Definitions

pavement

pavement

[peyv-muhnt]
pavement, the wearing surface of a road, street, or sidewalk. Parts of Babylon and Troy are believed to have been paved; Roman roads were noted for their durable stone paving. Cobblestones were common from late medieval times into the 19th cent. A pavement known as macadam road, introduced in England in the 19th cent., is still used today; it consists basically of compacted layers of small stones cemented into a hard surface by means of stone dust and water (water-bound macadam). However, the main pavement surfaces in use today are bituminous/asphalt coverings and concrete. Desirable qualities in pavements include durability, smoothness, quietness, ease of cleaning, and a nonslippery surface. The requirements conflict to a degree, so no one material is ideal in all respects. The foundation of a pavement must be crowned, or slightly arched, for rapid shedding of water; it must be strong enough to withstand heavy dynamic loads, but capable of responding to temperature changes. In the bituminous macadam pavement, the foundation is macadam, upon which a bituminous material that penetrates at least 2 in (5 cm) into the foundation is poured, forming an impervious binder. In the bituminous-mixed macadam pavement, a mixture of crushed rock, ground glass and other additives, and bituminous binder is spread over a macadam foundation and rolled into a compact mass. The two other pavement types use a concrete road slab as a foundation. In the sheet asphalt pavement, a binder course and a wearing course are laid over a concrete foundation. The binder course, whose function is to prevent creepage of the upper course, is composed of broken stone and asphalt cement. The wearing surface is a mixture of fine sand, filler, and asphalt. By far the most common type of pavement for heavy use is rigid concrete. The first concrete pavement was laid in Bellefontaine, Ohio, in 1894. A modern highway will have a 6 in (15 cm) base of concrete, on top of which 3 in (7.5 cm) of steel-reinforced concrete will be laid. Pavements that must withstand only pedestrian traffic may use brick or wood-blocks, set in a 1 in. (2.5 cm) bedding of sand, cement mortar, or mastic. For ornamental pavements, see mosaic ; tile.
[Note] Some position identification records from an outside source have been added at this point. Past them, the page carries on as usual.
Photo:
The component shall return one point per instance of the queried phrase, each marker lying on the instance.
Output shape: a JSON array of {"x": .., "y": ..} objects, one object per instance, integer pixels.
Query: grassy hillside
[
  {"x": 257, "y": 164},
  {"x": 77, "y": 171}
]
Durable surfacing of a road, path, court, patio, plaza, airstrip, or other such area. The Romans, the greatest road builders of the ancient world, built their roads of stone and concrete. By AD 75 several methods of road construction were known in India, including brick and stone slab pavements, and street paving was common in towns. Smaller cobblestones began to be used for European paving in the late Middle Ages. The 18th–19th century saw the development of pavement systems (e.g., macadam) that used light road surfaces of broken or crushed stone. Modern flexible pavements contain sand and gravel or crushed stone compacted with a bituminous binder (e.g., asphalt or tar); such a pavement has enough plasticity to absorb shock. Rigid pavements are made of concrete, composed of coarse and fine aggregate and portland cement, and usually reinforced with steel rod or mesh.